Team Garmin-Transitions captain David Millar recently did a feature interview with Cyclingnews about his career and his role on the World Anti-doping Authority’s Athlete’s Committee.
The sport of cycling has arguably suffered more than any other sport from the scourge of doping, and as the antidoping authorities finally begin to get ahead of the dopers (or so we hope) it seems as if the war is being won. One person who believes that this is the case is David Millar, and as a member of the World Anti-doping Authority’s Athlete’s Committee, he should know.
He also is far too familiar with the dark, destructive side of the sport, the one that is full of syringes, vials and pills. Millar has been down that road, having served a suspension for admitting to EPO use in 2004, but unlike some of his contemporaries – Marco Pantani, Jose Maria Jimenez and Denis Zanette – he survived.

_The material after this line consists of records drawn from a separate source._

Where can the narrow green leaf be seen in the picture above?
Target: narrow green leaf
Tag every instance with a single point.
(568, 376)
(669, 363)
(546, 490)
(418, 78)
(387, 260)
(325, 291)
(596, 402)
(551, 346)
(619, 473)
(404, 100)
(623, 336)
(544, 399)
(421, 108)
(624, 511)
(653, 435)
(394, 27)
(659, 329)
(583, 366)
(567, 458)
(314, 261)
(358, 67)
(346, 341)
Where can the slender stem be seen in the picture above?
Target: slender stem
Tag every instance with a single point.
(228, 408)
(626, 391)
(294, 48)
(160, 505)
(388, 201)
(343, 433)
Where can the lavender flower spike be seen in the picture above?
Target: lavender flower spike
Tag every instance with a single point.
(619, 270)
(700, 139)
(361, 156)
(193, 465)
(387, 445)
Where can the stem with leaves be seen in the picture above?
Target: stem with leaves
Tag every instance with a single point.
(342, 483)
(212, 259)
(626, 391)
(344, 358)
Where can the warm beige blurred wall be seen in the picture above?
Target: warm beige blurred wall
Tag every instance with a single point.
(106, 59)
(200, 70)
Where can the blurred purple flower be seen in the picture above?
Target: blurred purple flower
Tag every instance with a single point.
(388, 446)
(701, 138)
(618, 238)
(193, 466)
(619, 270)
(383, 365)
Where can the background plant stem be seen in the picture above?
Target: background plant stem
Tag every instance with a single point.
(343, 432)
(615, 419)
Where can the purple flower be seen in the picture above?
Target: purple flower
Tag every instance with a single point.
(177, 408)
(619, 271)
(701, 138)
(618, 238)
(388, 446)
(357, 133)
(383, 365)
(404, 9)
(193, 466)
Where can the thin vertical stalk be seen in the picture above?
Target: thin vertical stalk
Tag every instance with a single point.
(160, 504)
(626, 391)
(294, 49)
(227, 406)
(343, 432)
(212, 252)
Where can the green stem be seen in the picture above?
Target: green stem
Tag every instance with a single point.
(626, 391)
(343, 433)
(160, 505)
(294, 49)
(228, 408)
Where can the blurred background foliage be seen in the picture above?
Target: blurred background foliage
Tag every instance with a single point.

Millar has been an outspoken proponent of the anti-doping cause since his suspension, and sees promise for the new generation of professional cyclists.
“We’re in a very healthy place in professional cycling. It’s much cleaner than it’s ever been,” he tells Cyclingnews. “The young professionals coming in are not going to face these huge doping dilemmas. They’ll very rarely even see a syringe in their lives as professional athletes, which would have been mindboggling to even consider a few years ago.”

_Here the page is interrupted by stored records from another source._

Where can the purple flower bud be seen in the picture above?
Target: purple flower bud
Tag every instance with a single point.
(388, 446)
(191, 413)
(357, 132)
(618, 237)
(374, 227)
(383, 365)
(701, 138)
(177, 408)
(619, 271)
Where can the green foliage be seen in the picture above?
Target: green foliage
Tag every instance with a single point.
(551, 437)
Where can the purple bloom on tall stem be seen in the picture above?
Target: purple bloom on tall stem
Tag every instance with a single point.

Yet even with such optimism, he has a stern warning for those who think the doping fight is over: “It’s quite easy to become complacent, but one thing we must never do is to forget our past.
“We can’t think it’s always been like that,” he says of the new culture. “We have a huge history behind us, we’ve gone many dark places. The day we forget about that is the day it will start happening again.”